The following may shock some of you, because it’s real, yo.

Wes and I don’t always agree.

I’ll give you a moment to fan yourself with your lace kerchief before I continue.  Do you need a fainting couch?  Perhaps some smelling salts?  No?  Ok, onwards!

Wes and I were chatting while falling asleep the other day when an Issue emerged.  Something we didn’t agree on, and now we’re seeking couples counseling via the Internet.

The Issue was over whether or not a poke can be considered a finger punch (you know, like a punch but with just the one finger instead of the whole fist).  I’m a strong proponent of the idea that yes, a poke can be considered a finger punch.  No one would ever say finger punch over poke, of course, because finger punch is a lot more work to say, but regardless of its expediency I still argue that poke = finger punch.

Wes thinks this is pure drivel.  He refused to explain how a poke could intrinsically differ from a finger punch, simply stating that I was being silly and should go to sleep.

I’ll not let this rest, though.  I need resolution.  So, even though you guys normally side with Wes when we do polls, I’m going to open this up to you to help us decide.

[poll id=”17″]

6 thoughts on “Finger Punch

  1. Hahhahaha.

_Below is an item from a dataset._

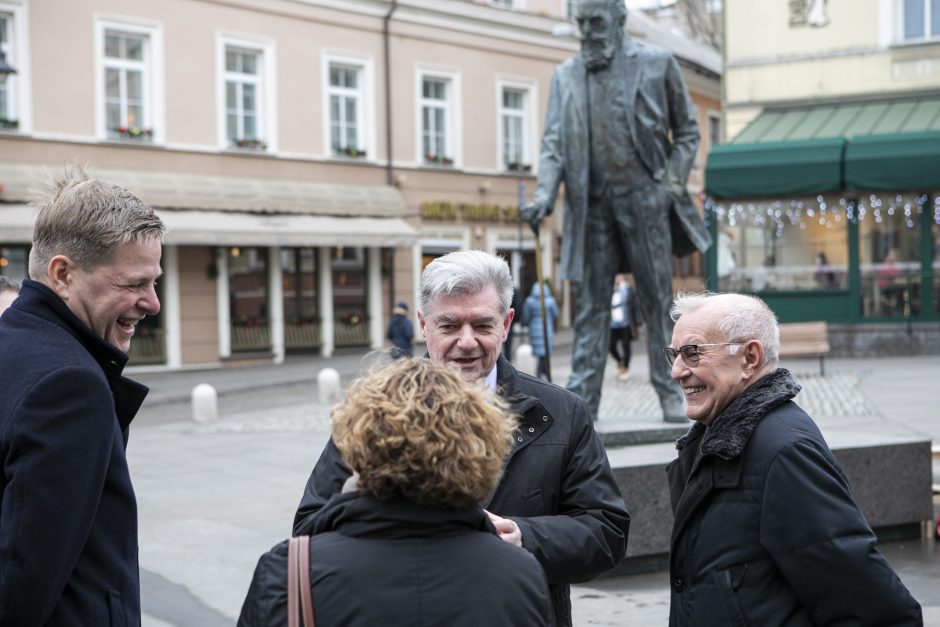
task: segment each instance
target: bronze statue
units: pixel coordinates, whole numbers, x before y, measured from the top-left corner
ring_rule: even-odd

I started laughing the minute I read “finger punch”. And really, I think it depends on how hard the poke is. I mean, a tickle poke isn’t a punch. But a thrust in the chest, yeah, probably.

  2. Even though I voted “no,” I agree with you… to an extent. From a legal perspective they are both battery (unwelcome touching), but I voted no because there is still a sharp difference. If someone five-finger punches you, they are probably trying to hurt you, and you would be justified in giving them a nice sharp right-cross to the jaw. The intent behind a poke (the non-facebook kind) is probably more likely to be to display indignancy, or simply to annoy/insult/vex the other person.

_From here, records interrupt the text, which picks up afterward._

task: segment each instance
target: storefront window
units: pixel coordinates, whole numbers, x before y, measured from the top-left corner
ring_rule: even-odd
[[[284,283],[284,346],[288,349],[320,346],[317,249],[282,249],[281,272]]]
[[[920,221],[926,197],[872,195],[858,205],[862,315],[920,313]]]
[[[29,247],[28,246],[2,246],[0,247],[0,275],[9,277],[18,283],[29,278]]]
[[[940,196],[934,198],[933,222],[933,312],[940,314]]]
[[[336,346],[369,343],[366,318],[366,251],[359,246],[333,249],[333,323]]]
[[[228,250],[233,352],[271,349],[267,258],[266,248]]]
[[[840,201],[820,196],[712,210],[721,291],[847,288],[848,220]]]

    Intent and response, that’s the key for me. If someone tries to full-hand (or elbow) punch me, they are trying to hurt me and I will try and hurt them right back and be legally justified in doing so. If someone pokes me, they are probably not trying to seriously injure me, so my response will be more measured, certainly more deliberate and thought out, and may just involve moving the offending finger in a not-so-gentle manner, which could actually be considered an innappropriate level of response.

    In conclusion, while a poke and a punch fall under the same title in the eyes of the law, the intent and the appropriate response provide an acute demarcation between the two which makes me hesitant to call them the same thing.

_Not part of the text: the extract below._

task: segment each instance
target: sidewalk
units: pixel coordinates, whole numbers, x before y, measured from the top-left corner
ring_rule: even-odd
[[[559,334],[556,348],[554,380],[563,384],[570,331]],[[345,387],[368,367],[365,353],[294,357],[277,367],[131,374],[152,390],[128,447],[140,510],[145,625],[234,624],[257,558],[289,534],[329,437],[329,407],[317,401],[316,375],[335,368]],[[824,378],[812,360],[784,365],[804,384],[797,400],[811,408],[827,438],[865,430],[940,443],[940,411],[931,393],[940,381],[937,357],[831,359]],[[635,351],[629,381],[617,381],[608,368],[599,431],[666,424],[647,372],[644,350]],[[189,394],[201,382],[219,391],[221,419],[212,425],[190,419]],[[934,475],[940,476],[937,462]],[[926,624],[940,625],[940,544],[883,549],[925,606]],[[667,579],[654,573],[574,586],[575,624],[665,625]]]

  3. -Belly Girl, Thank you! Wes is shaking his head, mwa ha ha ha ha!

    -Syd, So glad I could make you laugh! But there are nice punches too, like when guys lightly punch one another in the arm in a congratulatory fashion. Could that be equated with a tickle poke?

    -DC, Part of me just wants to say, “No! You’re wrong!” before sticking out my tongue and running to hide. But I won’t! In the interest of discourse I’ll behave.

    If intent and ensuing response are the differentiators, shouldn’t you also consider the different kinds of punches and pokes? If you poke someone in the eyes or testes, for example, couldn’t that be considered a tactical punch? And wouldn’t it merit an appropriately angry response?

    Likewise, when people do fist bumps, those aren’t intended to injure but they are considered punches. So really, what my argument boils down to is intent and response can vary and don’t provide as clear a demarcation as the jury has been led to believe.

  4. Ok, so I’m late to the party but… hinging on the word COULD I would agree with you, yes it could be. I think it all comes down to intent, pressure applied and the subject of the conversation at the time of poking!